Indicando que uma sociedade feliz e bem servida é aquela em que bebida, carne e armas são exemplos de fartura, Leviatã é um finíssimo exemplo de como o humor negro pode intercalar o drama intenso e o colapso social e familiar. O diretor Andrey Zvyagintsev, afinal, raciocina acerca da destruição dos sonhos e futuro visualizada na demolição de uma casa. Mais que isso, analisa inteligentemente uma justiça que funciona para poucos e cria quase uma obsessão com os pequenos infratores. 
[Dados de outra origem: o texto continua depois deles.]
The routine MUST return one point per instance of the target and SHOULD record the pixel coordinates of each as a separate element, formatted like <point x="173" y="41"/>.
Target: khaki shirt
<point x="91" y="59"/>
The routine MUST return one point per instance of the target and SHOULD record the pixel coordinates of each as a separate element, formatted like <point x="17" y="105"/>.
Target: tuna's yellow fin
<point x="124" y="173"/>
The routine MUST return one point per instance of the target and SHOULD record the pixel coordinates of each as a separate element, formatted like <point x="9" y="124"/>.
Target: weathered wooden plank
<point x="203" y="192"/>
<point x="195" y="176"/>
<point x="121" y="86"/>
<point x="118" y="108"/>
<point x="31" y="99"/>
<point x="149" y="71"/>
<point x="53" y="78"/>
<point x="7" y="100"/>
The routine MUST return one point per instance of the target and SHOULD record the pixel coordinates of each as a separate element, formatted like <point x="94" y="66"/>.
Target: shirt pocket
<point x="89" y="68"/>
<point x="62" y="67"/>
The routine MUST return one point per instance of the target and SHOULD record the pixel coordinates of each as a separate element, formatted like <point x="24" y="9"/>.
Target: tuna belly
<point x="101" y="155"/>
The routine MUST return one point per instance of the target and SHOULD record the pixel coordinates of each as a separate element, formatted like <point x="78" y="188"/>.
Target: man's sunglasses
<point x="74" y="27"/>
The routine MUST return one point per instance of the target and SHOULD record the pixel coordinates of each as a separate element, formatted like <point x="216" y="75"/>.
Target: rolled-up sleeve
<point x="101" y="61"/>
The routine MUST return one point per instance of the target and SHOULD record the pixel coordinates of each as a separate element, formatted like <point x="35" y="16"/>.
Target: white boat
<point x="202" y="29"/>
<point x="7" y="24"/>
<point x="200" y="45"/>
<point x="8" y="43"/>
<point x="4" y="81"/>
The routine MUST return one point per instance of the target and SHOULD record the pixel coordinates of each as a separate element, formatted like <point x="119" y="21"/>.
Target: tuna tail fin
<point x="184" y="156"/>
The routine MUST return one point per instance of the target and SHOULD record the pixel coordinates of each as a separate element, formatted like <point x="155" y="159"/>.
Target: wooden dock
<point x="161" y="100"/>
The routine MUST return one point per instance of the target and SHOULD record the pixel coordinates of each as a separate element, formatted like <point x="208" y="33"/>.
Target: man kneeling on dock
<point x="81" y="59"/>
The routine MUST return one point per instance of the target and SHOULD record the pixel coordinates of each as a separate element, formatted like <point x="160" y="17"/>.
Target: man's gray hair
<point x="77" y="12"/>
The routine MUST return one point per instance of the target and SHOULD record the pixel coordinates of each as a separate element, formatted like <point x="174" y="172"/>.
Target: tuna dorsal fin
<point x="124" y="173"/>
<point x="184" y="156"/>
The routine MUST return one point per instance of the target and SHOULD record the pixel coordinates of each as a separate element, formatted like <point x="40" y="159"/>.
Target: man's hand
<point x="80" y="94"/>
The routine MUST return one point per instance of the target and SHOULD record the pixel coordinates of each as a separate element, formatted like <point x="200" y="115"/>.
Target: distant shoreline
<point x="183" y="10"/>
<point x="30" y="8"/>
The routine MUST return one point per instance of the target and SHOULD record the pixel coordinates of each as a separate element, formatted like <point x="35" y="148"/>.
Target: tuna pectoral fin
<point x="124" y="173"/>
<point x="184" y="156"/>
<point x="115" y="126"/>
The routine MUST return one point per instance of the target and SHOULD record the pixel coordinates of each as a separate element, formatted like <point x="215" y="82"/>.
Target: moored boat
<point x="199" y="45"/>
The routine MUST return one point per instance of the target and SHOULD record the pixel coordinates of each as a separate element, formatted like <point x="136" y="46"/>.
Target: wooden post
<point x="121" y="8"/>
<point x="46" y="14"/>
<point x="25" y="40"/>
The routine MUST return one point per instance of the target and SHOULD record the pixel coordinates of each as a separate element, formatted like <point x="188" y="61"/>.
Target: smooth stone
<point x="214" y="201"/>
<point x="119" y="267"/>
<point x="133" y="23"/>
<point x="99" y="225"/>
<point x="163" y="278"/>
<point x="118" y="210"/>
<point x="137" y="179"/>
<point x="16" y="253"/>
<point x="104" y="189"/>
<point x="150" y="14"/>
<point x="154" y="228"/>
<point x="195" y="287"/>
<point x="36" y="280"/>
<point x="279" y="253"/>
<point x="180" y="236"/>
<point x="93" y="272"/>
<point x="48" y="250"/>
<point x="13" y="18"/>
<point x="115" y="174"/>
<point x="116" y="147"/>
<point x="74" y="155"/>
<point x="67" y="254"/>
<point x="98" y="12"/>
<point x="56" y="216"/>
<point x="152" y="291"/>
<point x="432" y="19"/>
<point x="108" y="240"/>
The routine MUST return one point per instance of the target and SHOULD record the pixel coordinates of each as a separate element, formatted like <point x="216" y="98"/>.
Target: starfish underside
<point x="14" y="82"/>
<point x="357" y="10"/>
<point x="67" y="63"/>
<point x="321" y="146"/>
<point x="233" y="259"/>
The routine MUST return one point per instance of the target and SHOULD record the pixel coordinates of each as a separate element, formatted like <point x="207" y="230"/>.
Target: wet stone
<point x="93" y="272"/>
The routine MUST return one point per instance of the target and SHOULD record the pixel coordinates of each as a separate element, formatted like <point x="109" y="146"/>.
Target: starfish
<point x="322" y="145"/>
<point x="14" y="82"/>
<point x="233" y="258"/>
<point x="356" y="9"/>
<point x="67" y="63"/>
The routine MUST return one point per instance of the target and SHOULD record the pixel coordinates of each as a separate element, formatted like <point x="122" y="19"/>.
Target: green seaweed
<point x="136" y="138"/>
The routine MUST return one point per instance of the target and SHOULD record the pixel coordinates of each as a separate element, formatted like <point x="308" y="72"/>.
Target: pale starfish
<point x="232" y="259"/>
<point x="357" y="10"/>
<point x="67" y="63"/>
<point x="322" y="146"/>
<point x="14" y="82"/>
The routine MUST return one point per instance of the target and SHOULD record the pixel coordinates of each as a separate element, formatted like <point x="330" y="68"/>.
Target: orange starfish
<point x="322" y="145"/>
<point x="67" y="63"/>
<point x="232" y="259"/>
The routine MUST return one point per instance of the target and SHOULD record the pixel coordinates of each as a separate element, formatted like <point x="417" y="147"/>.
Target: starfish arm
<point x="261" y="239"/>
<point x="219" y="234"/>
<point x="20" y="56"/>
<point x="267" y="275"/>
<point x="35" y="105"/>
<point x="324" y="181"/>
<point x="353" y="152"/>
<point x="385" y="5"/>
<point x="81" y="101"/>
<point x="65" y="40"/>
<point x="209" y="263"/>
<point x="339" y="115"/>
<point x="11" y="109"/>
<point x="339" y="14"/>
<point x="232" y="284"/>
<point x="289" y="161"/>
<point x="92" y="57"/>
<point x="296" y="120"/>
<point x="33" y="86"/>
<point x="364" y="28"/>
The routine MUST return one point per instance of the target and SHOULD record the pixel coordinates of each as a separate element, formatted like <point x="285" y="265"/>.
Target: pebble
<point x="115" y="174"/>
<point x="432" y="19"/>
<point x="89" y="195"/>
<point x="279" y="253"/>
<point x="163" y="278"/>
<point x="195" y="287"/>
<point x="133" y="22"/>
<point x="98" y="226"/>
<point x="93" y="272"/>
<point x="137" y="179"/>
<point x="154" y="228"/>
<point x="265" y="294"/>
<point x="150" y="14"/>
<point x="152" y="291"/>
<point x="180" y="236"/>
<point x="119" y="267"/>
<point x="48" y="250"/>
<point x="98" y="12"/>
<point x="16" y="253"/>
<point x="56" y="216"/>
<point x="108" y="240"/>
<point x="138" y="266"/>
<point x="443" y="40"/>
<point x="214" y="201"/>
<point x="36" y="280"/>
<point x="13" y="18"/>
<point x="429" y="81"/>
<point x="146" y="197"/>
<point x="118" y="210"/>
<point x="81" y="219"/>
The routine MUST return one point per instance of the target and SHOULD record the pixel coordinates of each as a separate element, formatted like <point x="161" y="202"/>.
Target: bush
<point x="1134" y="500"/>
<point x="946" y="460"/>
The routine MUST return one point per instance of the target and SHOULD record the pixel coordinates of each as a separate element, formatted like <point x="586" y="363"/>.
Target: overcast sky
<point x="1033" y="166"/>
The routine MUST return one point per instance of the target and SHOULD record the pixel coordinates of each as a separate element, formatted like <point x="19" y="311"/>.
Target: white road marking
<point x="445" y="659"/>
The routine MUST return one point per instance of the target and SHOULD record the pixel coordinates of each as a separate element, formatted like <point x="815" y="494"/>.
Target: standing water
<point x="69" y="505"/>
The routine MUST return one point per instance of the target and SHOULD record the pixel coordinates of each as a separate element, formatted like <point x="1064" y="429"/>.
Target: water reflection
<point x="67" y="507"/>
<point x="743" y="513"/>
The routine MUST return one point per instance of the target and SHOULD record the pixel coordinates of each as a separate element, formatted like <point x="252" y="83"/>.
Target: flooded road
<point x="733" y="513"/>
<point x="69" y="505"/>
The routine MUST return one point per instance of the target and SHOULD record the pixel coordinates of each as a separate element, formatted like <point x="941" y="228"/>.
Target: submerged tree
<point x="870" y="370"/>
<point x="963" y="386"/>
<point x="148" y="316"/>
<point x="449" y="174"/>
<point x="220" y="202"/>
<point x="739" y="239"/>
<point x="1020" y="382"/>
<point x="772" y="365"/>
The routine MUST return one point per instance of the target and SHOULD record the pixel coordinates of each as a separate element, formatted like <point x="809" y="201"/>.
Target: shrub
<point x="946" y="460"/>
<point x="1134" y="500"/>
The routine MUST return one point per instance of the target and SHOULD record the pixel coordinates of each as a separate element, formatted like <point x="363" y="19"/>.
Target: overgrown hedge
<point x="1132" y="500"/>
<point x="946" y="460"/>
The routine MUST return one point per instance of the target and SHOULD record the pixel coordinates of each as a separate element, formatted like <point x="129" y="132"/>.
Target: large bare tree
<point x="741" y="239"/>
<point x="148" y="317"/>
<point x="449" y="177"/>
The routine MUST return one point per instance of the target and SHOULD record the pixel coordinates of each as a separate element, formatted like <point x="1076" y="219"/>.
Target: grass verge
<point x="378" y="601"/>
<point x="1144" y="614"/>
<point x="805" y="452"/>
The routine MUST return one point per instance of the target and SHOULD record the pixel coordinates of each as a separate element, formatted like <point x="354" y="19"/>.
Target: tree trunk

Assim, a lei sendo lida com extrema rapidez, como se fosse somente um cumprimento de metas, sem se importar com quem está sendo julgado, é um exemplo natural desse apelo; bem como o retrato de Putin com os olhos tapados no enquadramento, que salienta uma reunião na prefeitura para discutir uma chantagem. É notável, além disso, o terreno que o russo constrói para nos indicar que, sim, a justiça é ausente naquela região: numa excelente sequência com Dmitri procurando algum oficial para tratar de uma prisão ilegal. Do mesmo modo, o uso satírico da política é sempre inspirado, o que resulta no hilário tiro ao alvo com retratos de políticos. Sem contar a reveladora conversa entre um cardeal e um político, a qual denuncia dois tipos de poderes lascivos (“Você tem o seu território, eu tenho o meu!”).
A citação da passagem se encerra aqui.